Figure 2. HIV-1 Vpr expression inhibits interferon-stimulated gene expression after stimulation with various innate immune stimuli.

(A) Fold induction of IFIT1-Luc, after activation of STING by cGAMP (5 μg/ml), in IFIT1-Luc reporter THP-1 cells expressing Vpr from a lentiviral vector delivered at MOIs of 0.25, 0.5, 1, or after empty vector transduction (MOI 1) or in untransduced cells. (B) Fold induction of ISGs MxA, CXCL10, IFIT2, and Viperin after activation of STING by cGAMP (5 μg/ml) in cells expressing Vpr from a lentiviral vector (MOI 1), or after empty vector transduction (MOI 1) or in untransduced THP-1 cells. (C) Secreted CXCL10 (ELISA) after activation of STING by cGAMP (5 μg/ml) in cells expressing Vpr from a lentiviral vector (MOI 0.5, 1), or after transduction with empty vector (MOI 0.5, 1) or in untransduced THP-1 cells. Dotted line shows limit of detection. (D) Fold induction of IFIT1-Luc after HT-DNA transfection (5 μg/ml) of cells expressing Vpr from a lentiviral vector (MOI 0.5, 1), or empty vector (MOI 0.5, 1) or in untransduced IFIT1-Luc reporter THP-1 cells. (E) Fold induction of IFIT1-Luc, after Sendai virus infection, of cells expressing Vpr from a lentiviral vector (MOI 0.5, 1), or after transduction by empty vector (MOI 0.5, 1) or in untransduced IFIT1-Luc reporter THP-1 cells. (F) Fold induction of IFIT1-Luc, after LPS treatment (1 μg/ml), of cells expressing Vpr from a lentiviral vector (MOI 0.25, 0.5, 1), after transduction by empty vector (MOI 1) or in untransduced IFIT1-Luc reporter THP-1 cells. Data are expressed as mean ± SD (n = 3) analyzed using two-way ANOVA * (p<0.05), ** (p<0.01), *** (p<0.001), **** (p<0.0001) compared to data for empty vector. n = 3 (A, D–F) or 2 (B–C) independent experiments.

Figure 2.

Figure 2—figure supplement 1. HIV-1 Vpr expression inhibits interferon-stimulated gene expression after stimulation with various innate immune stimuli.

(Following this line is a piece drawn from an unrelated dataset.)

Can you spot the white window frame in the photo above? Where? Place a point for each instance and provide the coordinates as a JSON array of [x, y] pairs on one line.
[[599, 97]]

Figure 2—figure supplement 1.

(A) Vpr-encoding lentiviral expression construct (pCSVIG) contained self-inactivating long-terminal repeat (SIN LTR), Rev response element (RRE), central polypurine tract (cPPT), spleen focus-forming virus promoter (SFFV), internal ribosome entry site (IRES), green fluorescent protein (GFP), and Woodchuck hepatitis virus post‐transcriptional regulatory element (WPRE). (B) Immunoblot detecting VSV-G envelope, capsid (p24) and Vpr in vector supernatant and Vpr additionally in target cell lysate. Size markers in kDa are indicated on the right. (C) Percentage of THP-1 cells in Figure 2A transduced by the vector encoding Vpr and GFP (MOI 0.25, 0.5, 1) or empty vector encoding GFP alone (MOI 1) and treated with cGAMP (5 μg/ml) or left untreated as a control. (D) Percentage of THP-1 cells in Figure 2B transduced by the vector encoding Vpr and GFP (MOI 1) or empty vector encoding GFP alone (MOI 1) and treated with cGAMP (5 μg/ml) or left untreated as a control. (E) Percentage of THP-1 cells in Figure 2C transduced by the vector encoding Vpr and GFP (MOI 0.5, 1) or empty vector expressing GFP alone (MOI 0.5, 1) and treated with cGAMP (5 μg/ml) or left untreated as a control. (F) Percentage of THP-1 cells in Figure 2D transduced by the vector encoding Vpr and GFP (MOI 0.5, 1) or empty vector encoding GFP alone (MOI 0.5, 1) and stimulated with HT-DNA transfection (5 μg/ml) or left untreated as a control. (G) Percentage of THP-1 cells in Figure 2E transduced by the vector encoding Vpr and GFP (MOI 0.5, 1) or empty vector expressing GFP alone (MOI 0.5, 1) and stimulated with Sendai virus infection or left untreated as a control. (H) Percentage of THP-1 cells in Figure 2F transduced by the vector encoding Vpr and GFP (MOI 0.25, 0.5, 1) or empty vector encoding GFP alone (MOI 1) and stimulated with LPS treatment (1 μg/ml) or left untreated as a control. Data are expressed as means ± SD (n = 3). Data are representative of three (C, F–H) or two (B, D, E) independent experiments.